Data Center Switches: Current Landscape and Future Trends

As artificial intelligence (AI) drives exponential growth in data volumes and model complexity, distributed computing leverages interconnected nodes to accelerate training processes. Data center switches play a pivotal role in ensuring timely message delivery across nodes, particularly in large-scale data centers where tail latency is critical for handling competitive workloads. Moreover, the scalability and ability to manage numerous nodes are essential for training large AI models and processing massive datasets, making data center switches indispensable for efficient network connectivity and data transmission. According to IDC, the global switch market reached $308 billion in 2022, reflecting a 17% year-over-year growth, with a projected compound annual growth rate (CAGR) of 4.6% from 2022 to 2027. In China, the switch market was valued at $59.1 billion, growing by 9.5%, with an anticipated CAGR of 7%-9% over the next five years, outpacing global growth.

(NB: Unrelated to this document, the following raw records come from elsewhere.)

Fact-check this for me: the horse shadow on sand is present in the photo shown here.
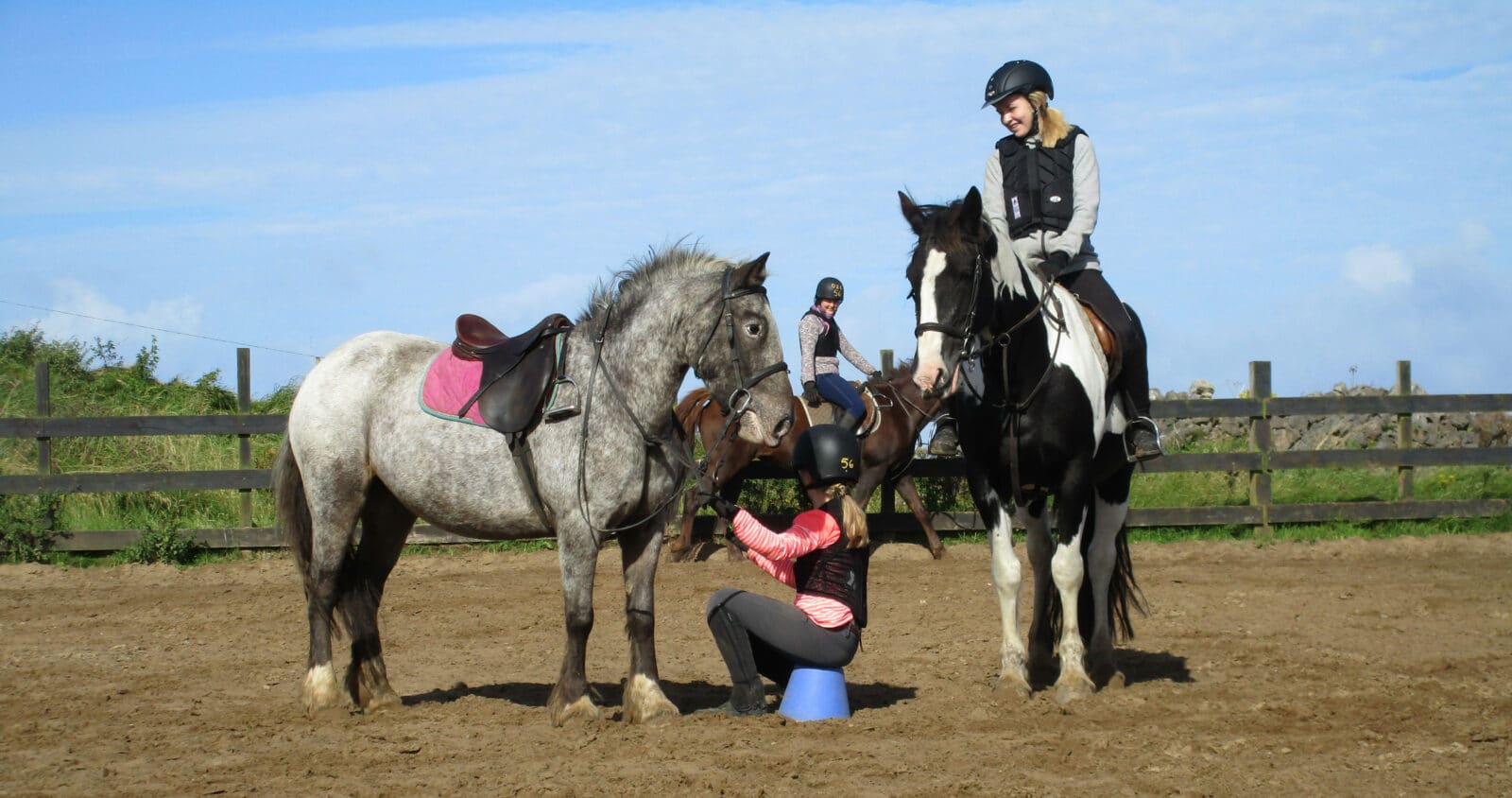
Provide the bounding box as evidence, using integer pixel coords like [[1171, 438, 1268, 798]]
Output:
[[1030, 649, 1196, 691], [404, 680, 918, 720]]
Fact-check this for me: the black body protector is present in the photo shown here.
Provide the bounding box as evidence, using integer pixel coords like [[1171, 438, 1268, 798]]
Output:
[[804, 308, 841, 356], [998, 126, 1083, 239], [792, 499, 871, 629]]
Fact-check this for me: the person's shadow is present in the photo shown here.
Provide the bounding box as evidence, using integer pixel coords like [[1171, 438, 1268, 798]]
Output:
[[404, 680, 918, 715]]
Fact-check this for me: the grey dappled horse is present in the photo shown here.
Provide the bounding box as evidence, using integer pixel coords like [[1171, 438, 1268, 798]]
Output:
[[898, 187, 1140, 704], [274, 247, 792, 725]]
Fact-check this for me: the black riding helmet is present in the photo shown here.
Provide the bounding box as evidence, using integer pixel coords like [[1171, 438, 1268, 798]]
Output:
[[981, 61, 1056, 107], [792, 425, 860, 488], [814, 277, 845, 303]]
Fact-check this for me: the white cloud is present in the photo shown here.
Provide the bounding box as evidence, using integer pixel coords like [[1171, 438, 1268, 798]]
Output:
[[1341, 245, 1412, 293]]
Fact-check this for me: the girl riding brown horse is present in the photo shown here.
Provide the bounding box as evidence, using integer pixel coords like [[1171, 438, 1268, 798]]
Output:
[[671, 361, 945, 561]]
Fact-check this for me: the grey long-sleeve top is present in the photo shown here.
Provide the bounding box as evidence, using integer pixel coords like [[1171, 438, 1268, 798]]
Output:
[[981, 133, 1102, 277], [799, 312, 883, 386]]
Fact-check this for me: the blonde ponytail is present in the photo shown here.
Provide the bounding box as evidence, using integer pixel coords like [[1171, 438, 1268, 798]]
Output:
[[1030, 91, 1071, 147], [829, 484, 871, 548]]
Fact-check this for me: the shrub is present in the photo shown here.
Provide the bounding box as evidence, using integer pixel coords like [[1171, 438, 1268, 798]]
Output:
[[0, 494, 59, 563]]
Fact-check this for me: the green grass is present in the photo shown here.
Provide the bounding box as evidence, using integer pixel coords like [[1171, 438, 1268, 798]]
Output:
[[0, 328, 1512, 566]]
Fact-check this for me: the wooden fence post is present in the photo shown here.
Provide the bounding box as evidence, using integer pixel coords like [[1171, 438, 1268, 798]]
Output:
[[236, 346, 252, 528], [1249, 359, 1273, 538], [33, 359, 58, 529], [883, 349, 898, 513], [1397, 359, 1412, 502]]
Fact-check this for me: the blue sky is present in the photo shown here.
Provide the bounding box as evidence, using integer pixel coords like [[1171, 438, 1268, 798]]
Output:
[[0, 0, 1512, 396]]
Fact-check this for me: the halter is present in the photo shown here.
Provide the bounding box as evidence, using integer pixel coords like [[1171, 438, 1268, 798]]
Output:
[[577, 266, 788, 546]]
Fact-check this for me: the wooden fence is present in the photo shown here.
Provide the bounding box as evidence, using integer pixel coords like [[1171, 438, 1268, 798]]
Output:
[[0, 349, 1512, 551]]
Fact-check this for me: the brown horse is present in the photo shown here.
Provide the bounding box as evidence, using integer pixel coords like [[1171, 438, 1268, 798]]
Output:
[[670, 361, 945, 561]]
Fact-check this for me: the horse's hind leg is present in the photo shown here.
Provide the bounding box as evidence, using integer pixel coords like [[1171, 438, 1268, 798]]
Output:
[[301, 475, 361, 717], [546, 518, 599, 725], [1051, 492, 1096, 705], [620, 520, 678, 722], [340, 479, 414, 710]]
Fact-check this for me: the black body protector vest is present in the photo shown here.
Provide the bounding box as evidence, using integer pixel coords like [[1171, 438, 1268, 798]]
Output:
[[792, 499, 871, 629], [804, 308, 841, 356], [998, 126, 1083, 239]]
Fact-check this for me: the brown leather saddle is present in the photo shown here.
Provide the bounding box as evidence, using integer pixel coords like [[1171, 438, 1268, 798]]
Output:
[[452, 313, 577, 438], [1076, 296, 1124, 382], [799, 379, 892, 439]]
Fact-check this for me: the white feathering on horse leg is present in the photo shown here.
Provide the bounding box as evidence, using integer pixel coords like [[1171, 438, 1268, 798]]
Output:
[[988, 505, 1030, 699], [625, 674, 682, 724], [1051, 532, 1096, 705], [301, 662, 346, 717]]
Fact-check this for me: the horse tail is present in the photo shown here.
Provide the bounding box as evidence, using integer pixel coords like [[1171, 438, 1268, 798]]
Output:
[[1070, 506, 1144, 642], [1108, 523, 1146, 639], [274, 435, 316, 597]]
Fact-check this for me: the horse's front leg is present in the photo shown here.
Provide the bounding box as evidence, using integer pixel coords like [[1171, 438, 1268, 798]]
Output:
[[898, 475, 945, 559], [620, 520, 679, 722], [1049, 497, 1096, 705], [972, 485, 1030, 699], [546, 528, 599, 725], [1013, 499, 1056, 682], [1087, 495, 1129, 687]]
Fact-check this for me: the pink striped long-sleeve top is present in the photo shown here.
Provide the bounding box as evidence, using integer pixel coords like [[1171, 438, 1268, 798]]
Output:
[[730, 508, 854, 629]]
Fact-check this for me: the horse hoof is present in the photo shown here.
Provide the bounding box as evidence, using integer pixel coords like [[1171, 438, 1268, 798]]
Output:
[[625, 674, 682, 724], [1056, 679, 1094, 707], [363, 691, 404, 713], [552, 695, 602, 725], [300, 664, 351, 718]]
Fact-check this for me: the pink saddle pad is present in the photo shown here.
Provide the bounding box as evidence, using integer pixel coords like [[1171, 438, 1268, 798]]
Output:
[[421, 346, 487, 426]]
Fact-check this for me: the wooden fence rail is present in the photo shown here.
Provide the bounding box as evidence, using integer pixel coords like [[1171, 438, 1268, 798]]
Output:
[[0, 349, 1512, 551]]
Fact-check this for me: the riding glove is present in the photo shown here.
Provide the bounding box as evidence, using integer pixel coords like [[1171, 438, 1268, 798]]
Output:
[[698, 493, 741, 521], [1045, 250, 1071, 280]]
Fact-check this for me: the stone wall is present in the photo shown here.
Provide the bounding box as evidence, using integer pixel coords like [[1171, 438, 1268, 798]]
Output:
[[1151, 379, 1512, 452]]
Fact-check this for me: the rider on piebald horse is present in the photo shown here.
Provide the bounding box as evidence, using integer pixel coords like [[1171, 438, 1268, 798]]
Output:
[[930, 61, 1164, 461]]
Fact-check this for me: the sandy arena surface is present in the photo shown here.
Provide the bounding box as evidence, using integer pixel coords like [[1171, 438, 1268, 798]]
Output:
[[0, 533, 1512, 795]]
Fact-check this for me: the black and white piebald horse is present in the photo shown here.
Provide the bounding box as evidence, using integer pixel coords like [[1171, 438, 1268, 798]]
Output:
[[898, 187, 1142, 704]]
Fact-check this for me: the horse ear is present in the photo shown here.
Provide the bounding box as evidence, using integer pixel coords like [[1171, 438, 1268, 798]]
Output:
[[898, 192, 924, 235], [730, 252, 771, 288], [960, 186, 981, 237]]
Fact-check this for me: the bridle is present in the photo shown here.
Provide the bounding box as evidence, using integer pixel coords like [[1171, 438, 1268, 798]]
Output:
[[577, 266, 788, 546]]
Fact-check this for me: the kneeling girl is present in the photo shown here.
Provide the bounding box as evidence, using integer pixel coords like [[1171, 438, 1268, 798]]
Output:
[[706, 425, 871, 715]]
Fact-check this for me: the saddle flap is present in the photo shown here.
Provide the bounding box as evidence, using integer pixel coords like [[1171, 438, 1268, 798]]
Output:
[[1076, 298, 1124, 381], [459, 313, 572, 435]]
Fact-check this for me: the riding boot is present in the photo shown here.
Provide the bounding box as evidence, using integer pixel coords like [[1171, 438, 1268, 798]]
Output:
[[930, 414, 960, 457], [700, 604, 769, 717], [834, 412, 867, 439], [1121, 319, 1166, 462]]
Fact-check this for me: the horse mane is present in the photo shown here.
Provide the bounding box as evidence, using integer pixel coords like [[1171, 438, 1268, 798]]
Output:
[[577, 243, 730, 325]]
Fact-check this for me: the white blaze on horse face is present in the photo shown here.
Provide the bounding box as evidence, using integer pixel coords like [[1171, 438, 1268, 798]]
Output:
[[913, 250, 945, 390]]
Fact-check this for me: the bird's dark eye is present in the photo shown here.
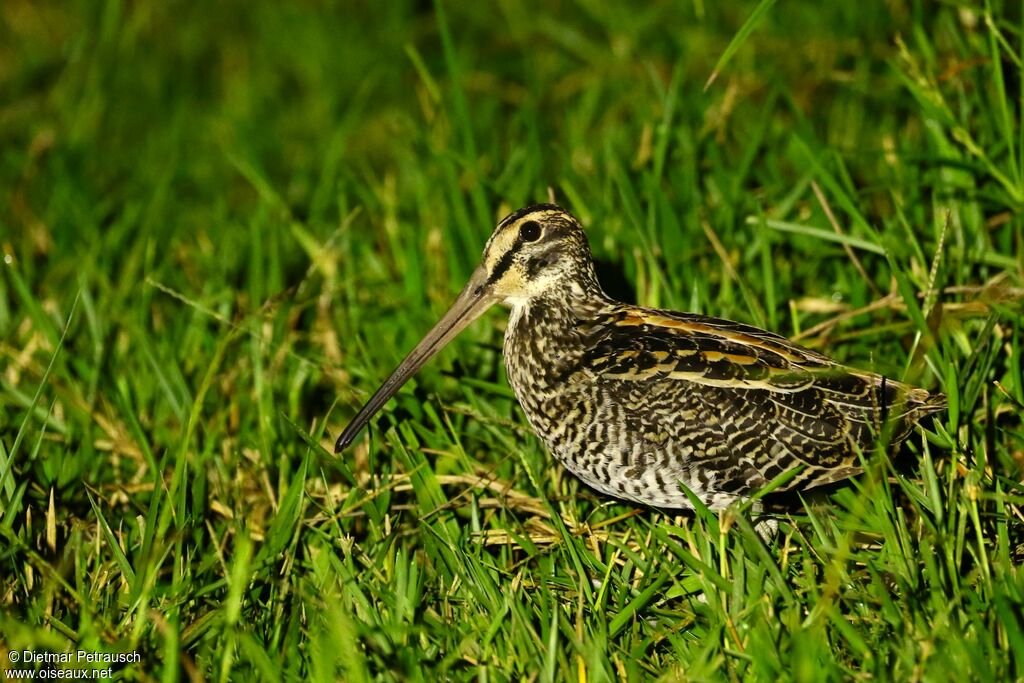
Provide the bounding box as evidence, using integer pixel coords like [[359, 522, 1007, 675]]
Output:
[[519, 220, 541, 242]]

Growth and Forecast of China's Intelligent Computing Scale

Main Classifications of Data Center Switches

Data center switches can be categorized based on various criteria, including application scenarios, network layers, management types, OSI network models, port speeds, and physical structures. The classifications include:

  • By Application Scenario: Campus switches, data center switches
  • By Network Layer: Access switches, aggregation switches, core switches
  • By Management Type: Unmanaged switches, web-managed switches, fully managed switches
  • By OSI Network Model: Layer 2 switches, Layer 3 switches
  • By Port Speed: Fast Ethernet switches, Gigabit Ethernet switches, 10-Gigabit switches, multi-rate switches
  • By Physical Structure: Fixed (box) switches, modular (chassis) switches

Switch Chips and Key Performance Metrics

Ethernet data center switches comprise critical components such as chips, PCBs, optical modules, connectors, passive components, enclosures, power supplies, and fans. The core components include Ethernet switch chips and CPUs, with additional elements like PHYs and CPLD/FPGAs. The Ethernet switch chip, designed specifically for network optimization, handles data processing and packet forwarding, featuring complex logic pathways to ensure robust data handling. The CPU manages logins and protocol interactions, while the PHY processes physical-layer data.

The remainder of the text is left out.